Further Validation, Research Needed
These findings regarding MPO as a prognostic marker are significant because they provide validation of previous research, which also showed a relationship between MPO and long-term mortality, said Morrow, who is studying biomarkers of cardiovascular disease as an investigator with the Thrombolysis in Myocardial Infarction (TIMI) Study Group at Brigham and Women’s Hospital in Boston.
“This study reinforces MPO as a candidate to add to our present tools for risk stratification,” he explained. “However, we need additional support and validation in larger population groups in which we can adequately control for all of our available present day tools. We also need to have better insight in to how MPO should direct our therapy.”
In order to further use of MPO in both clinical and research pathways, Morrow also believes that the influence of pre-analytical and analytical factors, including specimen type and sample handling, must be thoroughly evaluated. For example, the anticoagulant drug heparin could be one pre-analytical influence, as it increases the concentration of MPO in human plasma. In terms of analytical performance, Morrow believes that an independent, peer-reviewed evaluation of MPO assays proposed for clinical use is needed.
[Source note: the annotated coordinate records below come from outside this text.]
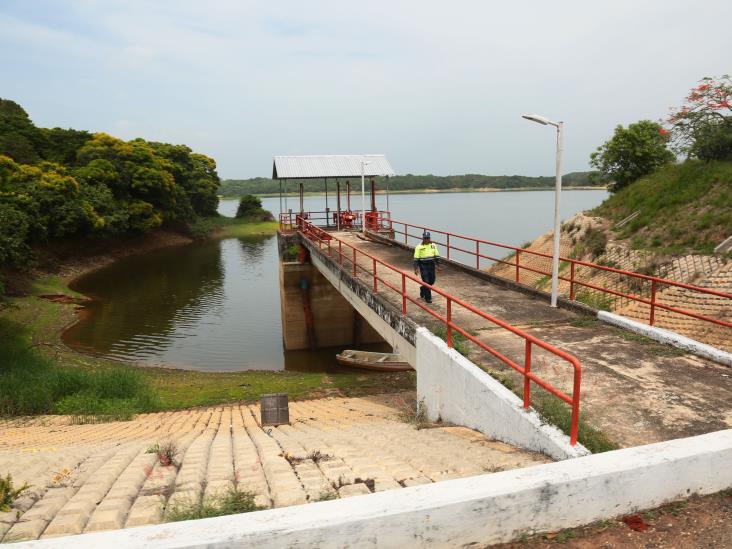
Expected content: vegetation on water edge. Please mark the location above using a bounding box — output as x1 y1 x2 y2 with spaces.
590 160 732 253
0 318 158 419
219 172 605 197
0 99 219 288
0 274 416 422
165 488 264 522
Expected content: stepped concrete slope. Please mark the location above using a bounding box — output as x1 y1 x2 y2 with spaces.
0 395 551 542
336 232 732 447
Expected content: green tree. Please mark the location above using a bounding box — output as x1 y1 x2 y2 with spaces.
590 120 675 192
668 74 732 160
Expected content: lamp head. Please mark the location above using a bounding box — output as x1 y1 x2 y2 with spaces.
521 114 551 126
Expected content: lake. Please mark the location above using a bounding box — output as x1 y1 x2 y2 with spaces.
63 190 607 371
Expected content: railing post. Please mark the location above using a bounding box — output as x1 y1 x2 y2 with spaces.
524 339 531 410
447 297 452 349
569 261 574 301
372 257 379 293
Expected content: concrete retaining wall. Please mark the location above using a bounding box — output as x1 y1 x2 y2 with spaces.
416 328 589 459
21 430 732 549
597 311 732 366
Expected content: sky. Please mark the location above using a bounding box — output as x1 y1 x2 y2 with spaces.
0 0 732 178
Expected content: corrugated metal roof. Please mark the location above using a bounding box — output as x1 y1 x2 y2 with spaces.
272 154 395 179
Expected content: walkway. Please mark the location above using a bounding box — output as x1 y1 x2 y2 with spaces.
334 232 732 446
0 396 549 542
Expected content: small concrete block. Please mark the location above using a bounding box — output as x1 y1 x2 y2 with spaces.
43 513 89 537
273 489 306 507
404 477 432 487
338 482 371 498
374 478 402 492
3 519 48 543
56 498 97 517
84 507 127 532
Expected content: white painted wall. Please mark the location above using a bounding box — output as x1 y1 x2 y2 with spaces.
597 311 732 366
18 430 732 549
417 328 589 459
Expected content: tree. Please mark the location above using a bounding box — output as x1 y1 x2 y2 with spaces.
668 74 732 160
236 194 262 218
590 120 675 192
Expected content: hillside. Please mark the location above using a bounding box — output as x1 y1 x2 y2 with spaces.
219 172 604 197
590 161 732 253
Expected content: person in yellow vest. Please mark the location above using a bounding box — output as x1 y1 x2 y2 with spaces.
414 231 440 303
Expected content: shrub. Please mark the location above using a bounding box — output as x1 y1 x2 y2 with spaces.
0 473 30 513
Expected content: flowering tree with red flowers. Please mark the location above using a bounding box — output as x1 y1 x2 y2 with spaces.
668 74 732 160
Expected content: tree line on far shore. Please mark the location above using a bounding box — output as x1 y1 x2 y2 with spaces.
0 99 220 272
219 172 605 197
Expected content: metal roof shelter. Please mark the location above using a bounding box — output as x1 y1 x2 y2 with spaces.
272 154 395 179
272 154 396 229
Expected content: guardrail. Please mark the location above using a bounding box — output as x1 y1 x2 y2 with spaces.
296 216 582 446
380 218 732 328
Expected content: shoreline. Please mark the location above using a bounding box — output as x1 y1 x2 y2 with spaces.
0 217 415 421
219 185 607 200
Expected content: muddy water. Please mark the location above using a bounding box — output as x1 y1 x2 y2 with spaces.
64 191 605 371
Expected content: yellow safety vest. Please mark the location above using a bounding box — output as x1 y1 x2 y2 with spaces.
414 242 440 261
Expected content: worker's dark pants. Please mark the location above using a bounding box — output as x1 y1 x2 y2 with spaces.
418 261 436 301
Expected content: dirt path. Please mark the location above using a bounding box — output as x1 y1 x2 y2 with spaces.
0 396 549 542
338 233 732 447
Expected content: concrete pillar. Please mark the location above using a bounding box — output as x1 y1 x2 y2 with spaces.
280 234 384 351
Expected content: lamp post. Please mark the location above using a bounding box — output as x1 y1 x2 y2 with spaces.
361 160 370 236
521 114 564 307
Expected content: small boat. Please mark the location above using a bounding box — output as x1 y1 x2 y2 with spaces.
336 349 412 372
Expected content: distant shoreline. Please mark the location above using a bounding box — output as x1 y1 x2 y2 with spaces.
219 185 607 200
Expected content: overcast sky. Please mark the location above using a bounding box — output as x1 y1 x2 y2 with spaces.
0 0 732 178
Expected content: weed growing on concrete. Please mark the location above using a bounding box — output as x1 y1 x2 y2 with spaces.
165 489 264 522
312 488 338 502
399 399 432 431
0 473 30 513
145 440 179 467
282 450 334 465
575 291 613 311
432 326 475 357
531 387 620 454
569 316 599 328
613 328 686 356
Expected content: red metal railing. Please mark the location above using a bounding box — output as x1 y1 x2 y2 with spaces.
296 216 582 445
380 218 732 328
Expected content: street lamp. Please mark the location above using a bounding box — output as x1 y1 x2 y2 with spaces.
361 160 371 236
521 114 564 307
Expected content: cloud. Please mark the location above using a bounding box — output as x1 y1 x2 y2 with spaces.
0 0 732 177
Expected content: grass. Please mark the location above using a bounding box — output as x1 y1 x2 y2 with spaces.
592 161 732 253
574 291 613 311
0 318 158 421
0 474 30 513
0 277 416 422
486 369 620 454
612 328 686 356
399 399 432 431
432 326 474 357
165 489 264 522
189 215 279 238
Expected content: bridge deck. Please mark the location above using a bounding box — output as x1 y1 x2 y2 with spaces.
335 232 732 446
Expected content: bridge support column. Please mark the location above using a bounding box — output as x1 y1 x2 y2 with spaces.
280 233 384 351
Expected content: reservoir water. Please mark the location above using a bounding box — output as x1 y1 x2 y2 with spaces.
63 190 607 371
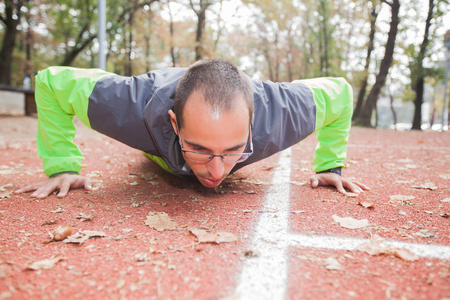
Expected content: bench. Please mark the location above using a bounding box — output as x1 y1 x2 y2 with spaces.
0 84 37 116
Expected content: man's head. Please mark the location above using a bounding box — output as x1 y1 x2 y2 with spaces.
169 60 254 187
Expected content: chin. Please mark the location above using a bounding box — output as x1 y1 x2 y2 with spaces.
197 177 224 188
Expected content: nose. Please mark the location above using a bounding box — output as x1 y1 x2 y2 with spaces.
206 156 225 180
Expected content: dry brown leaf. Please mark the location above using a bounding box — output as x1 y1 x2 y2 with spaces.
356 235 418 261
412 181 437 191
388 195 416 205
145 211 177 231
325 257 342 271
190 228 237 244
41 220 58 226
358 201 375 208
390 248 419 261
43 225 72 244
26 256 63 271
0 183 14 192
290 181 308 186
63 230 106 245
76 213 95 222
0 190 13 199
333 215 369 229
345 193 358 198
414 229 439 239
389 195 416 201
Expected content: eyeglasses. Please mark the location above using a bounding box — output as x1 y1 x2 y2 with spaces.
177 124 253 164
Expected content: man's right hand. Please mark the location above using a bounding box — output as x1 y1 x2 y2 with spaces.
14 174 92 199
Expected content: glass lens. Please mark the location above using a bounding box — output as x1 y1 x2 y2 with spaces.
184 152 211 162
223 154 250 164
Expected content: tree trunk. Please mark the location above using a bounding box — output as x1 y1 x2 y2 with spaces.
411 0 434 130
352 1 379 120
388 88 397 130
358 0 400 127
195 9 206 61
320 0 330 76
167 1 177 67
0 0 23 84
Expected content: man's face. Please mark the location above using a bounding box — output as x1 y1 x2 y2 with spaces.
169 91 250 187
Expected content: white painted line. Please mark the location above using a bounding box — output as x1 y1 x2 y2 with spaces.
236 148 291 300
235 148 450 300
288 234 450 260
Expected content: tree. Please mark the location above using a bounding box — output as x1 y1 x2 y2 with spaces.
358 0 400 127
0 0 24 84
352 0 380 120
189 0 214 61
411 0 442 130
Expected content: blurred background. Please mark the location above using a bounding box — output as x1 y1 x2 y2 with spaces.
0 0 450 131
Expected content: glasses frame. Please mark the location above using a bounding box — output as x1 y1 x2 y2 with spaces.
176 123 253 165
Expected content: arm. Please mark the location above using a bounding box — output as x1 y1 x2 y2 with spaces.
16 67 112 198
299 78 369 194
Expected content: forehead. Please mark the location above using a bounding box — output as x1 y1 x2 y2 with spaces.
180 91 250 149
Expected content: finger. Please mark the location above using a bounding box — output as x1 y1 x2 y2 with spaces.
344 182 364 194
309 176 319 188
31 183 59 199
334 180 347 195
56 180 71 198
14 183 40 194
84 178 92 191
353 181 370 191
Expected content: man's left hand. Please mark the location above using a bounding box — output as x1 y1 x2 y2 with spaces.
309 173 370 195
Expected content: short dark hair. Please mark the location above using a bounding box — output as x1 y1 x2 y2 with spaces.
173 59 254 128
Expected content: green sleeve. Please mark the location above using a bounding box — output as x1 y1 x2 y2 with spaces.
36 67 112 177
299 78 353 172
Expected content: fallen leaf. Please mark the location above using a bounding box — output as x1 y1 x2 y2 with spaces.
290 181 308 186
0 191 13 199
242 249 261 258
358 201 375 208
76 213 95 222
414 229 439 239
41 220 58 226
44 225 72 244
0 183 14 192
325 257 342 271
356 235 419 261
63 230 106 245
389 195 416 201
333 215 369 229
145 211 177 231
190 228 237 244
388 195 416 205
412 181 437 191
390 248 419 261
345 193 358 198
26 256 63 271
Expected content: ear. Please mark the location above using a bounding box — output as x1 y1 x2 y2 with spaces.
168 109 178 135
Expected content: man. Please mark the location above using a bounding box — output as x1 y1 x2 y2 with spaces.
16 60 368 198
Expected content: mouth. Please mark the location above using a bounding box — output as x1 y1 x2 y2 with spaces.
201 177 223 187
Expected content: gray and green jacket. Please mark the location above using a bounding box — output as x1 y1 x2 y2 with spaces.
36 67 353 176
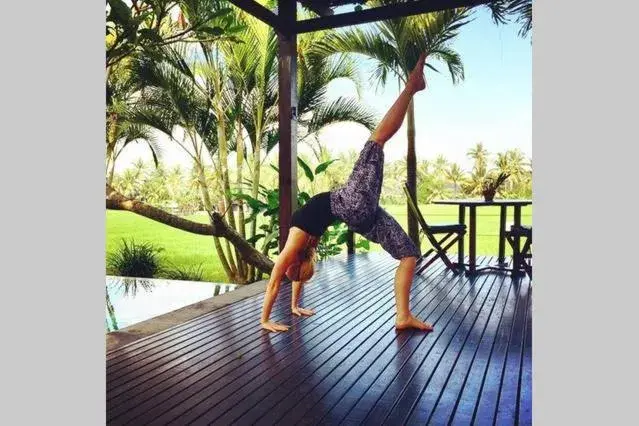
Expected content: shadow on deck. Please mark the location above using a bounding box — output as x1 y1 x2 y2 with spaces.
107 253 532 425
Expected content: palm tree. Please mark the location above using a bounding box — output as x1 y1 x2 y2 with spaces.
106 66 161 185
466 142 490 176
318 0 469 244
446 163 464 197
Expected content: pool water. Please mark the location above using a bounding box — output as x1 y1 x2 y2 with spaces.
105 276 237 333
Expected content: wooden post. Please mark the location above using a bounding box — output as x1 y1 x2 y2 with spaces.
346 229 355 254
277 0 297 250
497 205 508 266
457 204 466 271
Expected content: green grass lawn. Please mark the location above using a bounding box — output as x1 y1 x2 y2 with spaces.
106 205 532 282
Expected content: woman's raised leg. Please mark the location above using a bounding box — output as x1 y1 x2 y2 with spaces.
370 53 426 147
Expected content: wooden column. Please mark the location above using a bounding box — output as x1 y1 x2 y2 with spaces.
277 0 297 250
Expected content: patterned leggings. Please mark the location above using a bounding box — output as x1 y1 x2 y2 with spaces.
330 141 421 259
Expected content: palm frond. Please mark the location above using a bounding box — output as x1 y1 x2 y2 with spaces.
306 97 377 134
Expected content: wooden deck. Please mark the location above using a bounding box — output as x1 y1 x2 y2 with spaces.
107 254 532 425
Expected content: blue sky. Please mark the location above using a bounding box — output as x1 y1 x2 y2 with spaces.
320 8 532 168
117 8 532 171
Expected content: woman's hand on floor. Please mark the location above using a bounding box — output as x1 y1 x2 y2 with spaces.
291 306 315 317
262 321 289 333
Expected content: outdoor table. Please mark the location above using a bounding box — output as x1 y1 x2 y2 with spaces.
433 199 532 275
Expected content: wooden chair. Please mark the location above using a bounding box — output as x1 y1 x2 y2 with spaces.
404 184 466 274
506 225 532 280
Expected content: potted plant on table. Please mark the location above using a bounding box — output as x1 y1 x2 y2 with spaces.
481 172 510 203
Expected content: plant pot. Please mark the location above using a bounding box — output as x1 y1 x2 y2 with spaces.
482 191 495 203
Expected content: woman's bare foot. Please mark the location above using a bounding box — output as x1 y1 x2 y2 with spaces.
291 306 315 317
395 315 433 331
406 53 426 92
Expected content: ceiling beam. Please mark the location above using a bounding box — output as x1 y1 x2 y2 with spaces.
229 0 282 31
296 0 492 33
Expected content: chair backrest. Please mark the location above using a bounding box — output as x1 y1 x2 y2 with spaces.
404 183 436 244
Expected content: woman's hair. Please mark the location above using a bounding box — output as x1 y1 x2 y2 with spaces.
299 244 317 282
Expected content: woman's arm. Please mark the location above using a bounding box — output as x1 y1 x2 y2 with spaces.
260 229 307 331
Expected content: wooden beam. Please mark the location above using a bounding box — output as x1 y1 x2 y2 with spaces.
229 0 282 31
277 0 297 250
296 0 492 34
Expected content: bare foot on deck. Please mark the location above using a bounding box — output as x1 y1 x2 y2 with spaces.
395 315 433 331
407 53 426 92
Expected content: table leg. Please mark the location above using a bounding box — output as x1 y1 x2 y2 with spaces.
497 206 508 266
457 205 466 271
468 206 477 275
513 206 521 275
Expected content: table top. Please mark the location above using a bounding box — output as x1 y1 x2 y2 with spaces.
433 198 532 206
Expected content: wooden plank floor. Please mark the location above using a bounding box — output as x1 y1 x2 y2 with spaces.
106 253 532 425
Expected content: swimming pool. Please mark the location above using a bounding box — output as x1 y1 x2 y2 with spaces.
105 276 237 333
“I think there’s still more that we can learn, as MPO evaluations and assays are applied more broadly, especially if they are going to be used in research and clinical applications that require us to have additional information beyond the application that received FDA approval and that is on the assay label,” he explained.
Dr. Morrow and the TIMI Study Group have received research grant support and honoraria from numerous IVD companies, including Beckman-Coulter (Fullerton, Calif.), Biosite (San Diego, Calif.), and Roche Diagnostics (Indianapolis, Ind.).
Dr. Winterbourn’s laboratory has a commercial interest in developing protein carbonyl assay kits.